Diger soruyu ise yanitlamak zor. Kim nerde ne nane yemeye kaliyor, anlayabilmis degilim.
1) sevgili diego, izmirliler tabi ki ankaraya geliyorlar calismaya ama sen izmirlilerin ya da istanbullularin aksine hic izmirde ya da istanbulda yasayan bir ankaralidan 'simdi ankarada olmak vardi anasini satiyim' gibi bir cumle duydun mu? Zaten farkettiysen oyle bir sarki da yok literaturde
2) ozancim zaten ankaraya gelip de ama burda deniz yok seklinde salakca bir cumle sarfeden her insan 'senin geldigin yerde deniz vardi da adam mi oldun' lafini hakeder, esirgeme.

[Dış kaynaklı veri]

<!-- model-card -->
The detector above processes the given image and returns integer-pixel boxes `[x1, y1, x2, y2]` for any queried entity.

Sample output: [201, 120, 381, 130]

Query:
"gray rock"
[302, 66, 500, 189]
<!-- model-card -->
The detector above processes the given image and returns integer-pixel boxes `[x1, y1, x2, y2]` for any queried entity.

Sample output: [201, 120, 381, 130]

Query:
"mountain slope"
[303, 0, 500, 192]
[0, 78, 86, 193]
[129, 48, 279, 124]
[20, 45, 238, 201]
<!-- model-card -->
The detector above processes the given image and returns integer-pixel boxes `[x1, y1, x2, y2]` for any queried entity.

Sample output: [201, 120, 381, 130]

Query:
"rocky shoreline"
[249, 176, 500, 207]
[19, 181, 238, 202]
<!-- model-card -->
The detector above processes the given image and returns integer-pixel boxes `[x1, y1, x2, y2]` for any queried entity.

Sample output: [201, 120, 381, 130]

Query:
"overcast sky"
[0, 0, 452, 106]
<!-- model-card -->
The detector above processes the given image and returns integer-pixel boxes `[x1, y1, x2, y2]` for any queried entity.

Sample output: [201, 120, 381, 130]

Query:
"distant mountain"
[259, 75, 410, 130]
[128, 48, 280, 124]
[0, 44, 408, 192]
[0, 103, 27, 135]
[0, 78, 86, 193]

3) samsun, erzincan, aydin, denizli, sivas, ankara, izmir hepsi var bizim ailede ama daha onceden belirttigim sebeplerle ben izmirliyim.
1) hala cok yakisiklisin, allah nazardan saklasin
2) memo da bu konuda benimle hemfikir, gecen koynuna girmissin fotolariniz internette dolasiyor
bu arada duydum simdi ankara'da olmak vardi anasini satayim diyen. oncelikle kendim dedim. 2 sene istanbul'da yasadim ankara'da olmak istedigim anlar bayagi coktu, benimle ayni durumda olan baska insanlar da var.
Bu noktada deniz olsun neresi olursa olsun ya da denizsiz yerde yasayamam gibi argumanlarda bulunan insanlara 'solungaclarin nerde' gibi tepkiler yerinde olabilir, cunku bence hic kimse denizi sirf deniz oldugu icin degil o denizle alakali anilari yuzunden ya da denizle ic ice olan insanin daha sicak kanli (tartismaya aciktir) olmasindan dolayi sever.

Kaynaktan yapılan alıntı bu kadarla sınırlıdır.